I am trying different ML models, all using a pipeline which includes a transformer and an algorithm, 'nested' in a GridSearchCV to find the best hyperparameters.
When running Ridge, Lasso and ElasticNet regressions, I would like to store all the computed coefficients, not only the best_estimator_
coefficients, in order to plot them according to the alpha
's path.
In other words, when the GridSearchCV changes the alpha
parameter and fit a new model, I would like to store the resulting coefficients, to plot them against the alpha
values.
You can take a look at this official scikit post for a beautiful example.
This is my code:
from sklearn.linear_model import Ridge
from sklearn.pipeline import make_pipeline
from sklearn.model_selection import GridSearchCV
from sklearn.metrics import mean_absolute_error, mean_squared_error
import time
start = time.time()
# Cross-validated - Ridge Regression
model_ridge = make_pipeline(transformer, Ridge()) # my transformer is already defined
alphas = np.logspace(-5, 5, num = 50)
params = {'ridge__alpha' : alphas}
grid = GridSearchCV(model_ridge, param_grid = params, cv=10)

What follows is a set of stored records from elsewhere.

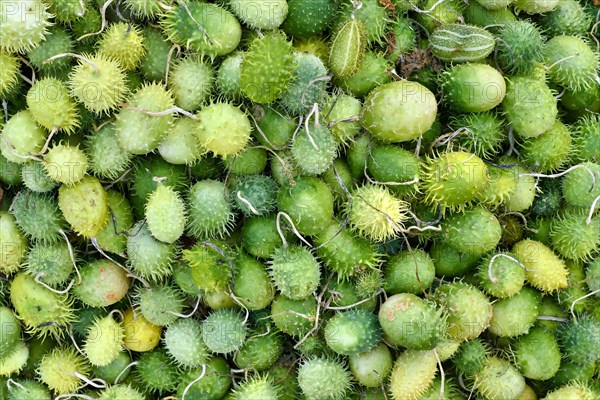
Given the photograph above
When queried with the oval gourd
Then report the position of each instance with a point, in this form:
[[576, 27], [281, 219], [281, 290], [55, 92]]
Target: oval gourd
[[347, 48], [461, 43]]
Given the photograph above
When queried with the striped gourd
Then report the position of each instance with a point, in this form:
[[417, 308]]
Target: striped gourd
[[347, 48], [461, 43]]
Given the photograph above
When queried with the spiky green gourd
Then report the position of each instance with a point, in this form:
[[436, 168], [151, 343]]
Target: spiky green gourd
[[454, 179], [36, 179], [267, 68], [410, 321], [295, 271], [373, 71], [375, 213], [138, 132], [469, 311], [209, 209], [154, 63], [210, 269], [14, 362], [515, 315], [21, 136], [309, 203], [122, 391], [106, 159], [347, 48], [461, 43], [571, 62], [213, 386], [573, 236], [573, 390], [260, 352], [592, 274], [413, 373], [224, 331], [523, 194], [143, 9], [396, 166], [371, 368], [409, 272], [29, 390], [470, 357], [517, 55], [345, 253], [307, 18], [294, 324], [482, 134], [41, 310], [100, 84], [10, 332], [568, 18], [314, 154], [249, 161], [340, 112], [23, 25], [160, 304], [323, 379], [260, 236], [183, 343], [415, 109], [165, 214], [256, 388], [13, 246], [475, 231], [352, 332], [473, 87], [402, 40], [504, 278], [537, 354], [495, 4], [263, 14], [9, 77], [307, 86], [438, 13], [208, 29], [545, 270], [10, 173], [103, 283], [499, 380], [147, 256], [449, 262], [84, 206], [224, 129], [51, 263], [251, 283], [579, 338], [255, 195], [111, 238], [191, 81], [57, 370], [529, 106], [579, 187], [228, 77], [65, 164], [549, 151], [586, 145], [104, 341], [45, 224], [180, 146], [148, 173], [156, 371], [123, 43]]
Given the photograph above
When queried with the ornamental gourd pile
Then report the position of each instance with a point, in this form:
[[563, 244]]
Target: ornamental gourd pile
[[300, 199]]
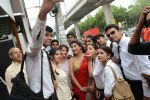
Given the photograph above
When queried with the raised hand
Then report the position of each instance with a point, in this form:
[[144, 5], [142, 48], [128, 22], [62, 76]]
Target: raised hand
[[47, 5]]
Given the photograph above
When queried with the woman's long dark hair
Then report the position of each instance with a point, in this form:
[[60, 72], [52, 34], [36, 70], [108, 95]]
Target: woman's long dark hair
[[79, 44], [107, 49]]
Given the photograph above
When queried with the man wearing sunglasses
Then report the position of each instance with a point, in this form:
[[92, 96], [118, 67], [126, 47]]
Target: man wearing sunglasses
[[132, 65], [135, 46]]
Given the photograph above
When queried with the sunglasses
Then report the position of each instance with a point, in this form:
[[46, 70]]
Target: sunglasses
[[54, 44], [111, 33]]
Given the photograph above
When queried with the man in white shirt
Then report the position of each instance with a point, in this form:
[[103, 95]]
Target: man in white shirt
[[133, 65], [33, 60], [71, 37], [14, 68]]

grid.fit(X_train, y_train)
regressor = grid.estimator.named_steps['ridge'].coef_ # when I add this line, it returns an error
stop = time.time()
training_time = stop-start
y_pred = grid.predict(X_test)
Ridge_Regression_results = {'Algorithm' : 'Ridge Regression',
'R²' : grid.score(X_train, y_train),
'MAE' : mean_absolute_error(y_test, y_pred),
'RMSE' : np.sqrt(mean_squared_error(y_test, y_pred)),
'Training time (sec)' : training_time}
In this topic: return coefficients from Pipeline object in sklearn, the author was adviced to use the named_steps
attribute of the pipeline.
But in my case, when I try to use it, it returns the following error:
---------------------------------------------------------------------------
AttributeError Traceback (most recent call last)
~\AppData\Local\Temp/ipykernel_18260/3310195105.py in <module>
13
14 grid.fit(X_train, y_train)
---> 15 regressor = grid.estimator.named_steps['ridge'].coef_
16
17
AttributeError: 'Ridge' object has no attribute 'coef_'
I don't understand why this is happening.
For this to work, my guess is that this storing should happen during the GridSearchCV loop, but I can't figure out how to do this.